JPLAY Responds: An Open Letter

A fair point so drop the 'bias' part and just leave 'expectation effects' ? Or even 'due to expectation' ?

We can try!

Its important to note (but almost universally not noted, just as subjectivists rarely acknowledge expectation in sighted tests) that expectation effects apply just as much to experimental design as to sighted listening. So objectivists pretty consistently design experiments according to their own expectation - that of no audible difference. And its not at all surprising that most experiments do indeed return this result.

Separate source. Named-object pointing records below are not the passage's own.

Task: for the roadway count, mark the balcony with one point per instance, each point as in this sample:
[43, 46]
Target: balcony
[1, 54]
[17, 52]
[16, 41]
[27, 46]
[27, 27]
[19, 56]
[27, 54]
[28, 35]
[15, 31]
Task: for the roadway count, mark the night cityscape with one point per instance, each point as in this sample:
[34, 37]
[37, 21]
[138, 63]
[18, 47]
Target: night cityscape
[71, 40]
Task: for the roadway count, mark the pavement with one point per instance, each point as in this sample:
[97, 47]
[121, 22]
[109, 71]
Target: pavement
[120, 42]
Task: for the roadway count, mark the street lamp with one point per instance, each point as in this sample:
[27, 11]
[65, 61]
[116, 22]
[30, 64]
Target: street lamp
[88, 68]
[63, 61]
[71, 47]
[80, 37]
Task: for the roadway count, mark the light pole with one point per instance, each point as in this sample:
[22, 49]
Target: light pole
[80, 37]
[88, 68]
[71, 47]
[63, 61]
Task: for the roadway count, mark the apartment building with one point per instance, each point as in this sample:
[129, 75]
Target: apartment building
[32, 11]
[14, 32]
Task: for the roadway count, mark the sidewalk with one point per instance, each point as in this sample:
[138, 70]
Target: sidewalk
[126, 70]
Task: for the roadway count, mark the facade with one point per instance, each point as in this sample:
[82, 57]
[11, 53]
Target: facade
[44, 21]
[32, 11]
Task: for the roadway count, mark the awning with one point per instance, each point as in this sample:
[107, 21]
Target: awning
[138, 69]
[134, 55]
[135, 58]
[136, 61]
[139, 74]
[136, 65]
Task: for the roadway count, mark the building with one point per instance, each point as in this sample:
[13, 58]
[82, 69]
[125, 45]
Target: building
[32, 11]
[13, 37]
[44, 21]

Sure - but any experiment is open to critique and improvement, and always carries a "under these conditions" disclaimer. Much harder to deal with somebody giving a subjective opinion, but denying any expectation effects might be at play.
 
Its an interesting question. I can only speculate but perhaps they don't acknowledge the placebo effect or imagine that while it exists, they are in a privileged position and therefore it only exists for other people? Its quite normal for people to imagine they are somehow 'privileged' compared to others...

...I'd say that listening shows that many feedback amplifiers don't give a satisfying sound.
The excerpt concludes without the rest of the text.